By now, publishers are quite familiar with the concept of header bidding. Header Bidding has shot to popularity, especially amongst the publisher community, over a remarkably short period. Most publishers, however, are implementing client-side or browser-side header bidding. But, there’s more to header bidding. Ever heard of Server-side header bidding? Well, we are going to decode it for you right here. And also tell you why you ought to switch.

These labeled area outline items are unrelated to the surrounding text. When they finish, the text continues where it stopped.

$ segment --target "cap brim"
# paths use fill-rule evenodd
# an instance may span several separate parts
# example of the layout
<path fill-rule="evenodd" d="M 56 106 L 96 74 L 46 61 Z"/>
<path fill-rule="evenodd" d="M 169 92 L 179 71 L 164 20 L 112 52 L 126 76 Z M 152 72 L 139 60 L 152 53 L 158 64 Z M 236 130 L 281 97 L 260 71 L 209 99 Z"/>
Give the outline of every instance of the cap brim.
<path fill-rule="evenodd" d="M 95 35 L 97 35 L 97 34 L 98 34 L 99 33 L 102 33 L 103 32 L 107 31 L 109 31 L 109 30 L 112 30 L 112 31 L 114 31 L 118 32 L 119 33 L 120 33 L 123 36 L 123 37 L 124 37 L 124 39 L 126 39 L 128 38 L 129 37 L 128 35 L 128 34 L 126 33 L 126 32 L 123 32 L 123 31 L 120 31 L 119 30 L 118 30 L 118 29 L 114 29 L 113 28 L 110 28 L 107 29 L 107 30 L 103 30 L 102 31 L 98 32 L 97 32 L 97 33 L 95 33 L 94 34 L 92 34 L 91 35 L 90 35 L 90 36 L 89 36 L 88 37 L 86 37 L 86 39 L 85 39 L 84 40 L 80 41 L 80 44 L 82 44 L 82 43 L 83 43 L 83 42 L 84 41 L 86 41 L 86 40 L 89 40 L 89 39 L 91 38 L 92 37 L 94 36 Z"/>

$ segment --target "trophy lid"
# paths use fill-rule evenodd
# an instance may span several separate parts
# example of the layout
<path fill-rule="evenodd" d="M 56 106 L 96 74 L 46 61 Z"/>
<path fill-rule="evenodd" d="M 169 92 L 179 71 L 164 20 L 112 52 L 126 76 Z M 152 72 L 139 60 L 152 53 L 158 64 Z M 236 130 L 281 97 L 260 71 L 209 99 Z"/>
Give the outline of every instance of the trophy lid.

A major challenge in client-side header bidding is that it slows down the website’s speed, hampering the visitors’ browsing experience. This happens because the advertisers directly call the publisher’s header bidding wrapper, which is run by the browser. More the advertising partners added by publishers, more time it takes to process all the calls. As this process takes place during the initial page load. it can adversely affects the performance of the page. This can be a major turn-off for the visitors, holding them back from visiting the publisher’s website. Being dependent upon the speed of their header bidding partners, publishers may adopt a strategy of using fewer partners to prevent latency. Moreover, client-side header bidding also restricts the number of bidders that can participate in the auction.
A solution to this is server-side header bidding.
At PubNX, we offer publishers server-side header bidding solutions. It is our endeavour to ensure that publishers earn the maximum revenues and get the true value of their inventory. So, let’s start with how exactly this works. Basically, server-side header bidding moves the task of making calls to ad exchanges, away from the browser, and shifts it to the ad server. This improves latency, and also enables publishers to address the scalability issues, experienced in traditional header bidding.
Publishers have experienced a great surge in their revenues by moving to server-side header bidding. It enables publishers to get a better revenue through increased competition. Server-side header bidding has proven to be a successful monetization strategy and publishers should definitely shift to server-side header bidding.